During the collection of cases, we found that children in the ANA+ group had earlier onset compared with the ANA- group. However, there was no significant difference in the onset age between the two groups (). The possible reason for the earlier onset was that ANA positivity increases the sensitivity of monocytes to LPS, activates the transduction of LPS-TLR4 on monocytes, produces cytokines, and triggers inflammation. Of course, this is only a preliminary speculation, and its specific mechanisms and cell functions need further research. The main limitation of our study was that the parents of the children did not agree to collect a large amount of venous blood for experimental research, which caused a small amount of extracted cells. In order to minimize the impact on the experimental results, all patients enrolled in this study were in remission and used the same drugs. Of course, the number of monocytes extracted from the subject would vary with gender, age, and even the operators. For the purpose of minimizing errors, we strictly controlled the number of cells that each subject entered the experiment. In this work, due to the insufficient number of cells, we only selected 6 h (peak of cytokine) after LPS stimulation and observed the cell morphology by immunofluorescence staining. In the future, if we can collect more blood, we will evaluate the changes in cell morphology at different times. We hope that this article can be used as a preliminary exploration of cytokine differences between patients with different ANAs and JIAU.

In this study, with LPS stimulation, the ratio of changed cells/total cells in the ANA+ group was significantly higher than that in the other groups, indicating that ANA positivity may increase the sensitivity of monocytes to LPS stimulation.
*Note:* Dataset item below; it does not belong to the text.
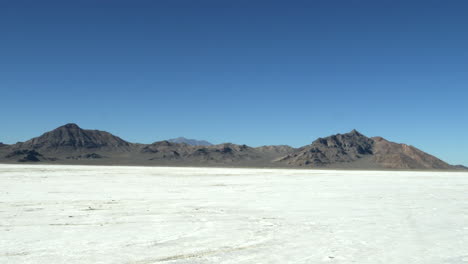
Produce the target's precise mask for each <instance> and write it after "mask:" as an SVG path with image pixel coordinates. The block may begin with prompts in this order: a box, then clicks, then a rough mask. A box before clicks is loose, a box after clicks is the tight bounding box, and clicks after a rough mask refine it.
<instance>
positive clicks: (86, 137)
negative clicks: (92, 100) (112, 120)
mask: <svg viewBox="0 0 468 264" xmlns="http://www.w3.org/2000/svg"><path fill="white" fill-rule="evenodd" d="M131 145H132V144H131V143H129V142H127V141H125V140H123V139H121V138H119V137H117V136H114V135H112V134H111V133H109V132H105V131H100V130H88V129H82V128H80V127H79V126H78V125H76V124H66V125H64V126H61V127H58V128H56V129H54V130H52V131H50V132H47V133H44V134H43V135H41V136H39V137H36V138H33V139H30V140H28V141H26V142H23V143H17V144H15V145H14V148H15V149H33V150H36V151H39V152H73V151H89V150H93V149H95V150H101V151H102V150H107V151H128V150H130V147H131Z"/></svg>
The specific mechanism has not been reported thus far, and this is also the goal of our future research.

Data Availability

The data used to support the findings of this study are included within the article.

Ethical Approval

The clinical research protocol was approved by the Ethics Committee of Beijing Chaoyang Hospital, Capital Medical University.

All candidates provided written informed consent.


Jing Wang and Huiru Wu are co-first authors.

Conflicts of Interest

The authors declare that they have no competing interests.


The authors would like to thank Professor Guilin Xie (Lanzhou Institute of Biological Products) for providing LPS. This study was supported by the National Natural Science Foundation of China (No: 81471575 and 81273246) and the Natural Science Foundation of Gansu Province (No: 17JR5RA225).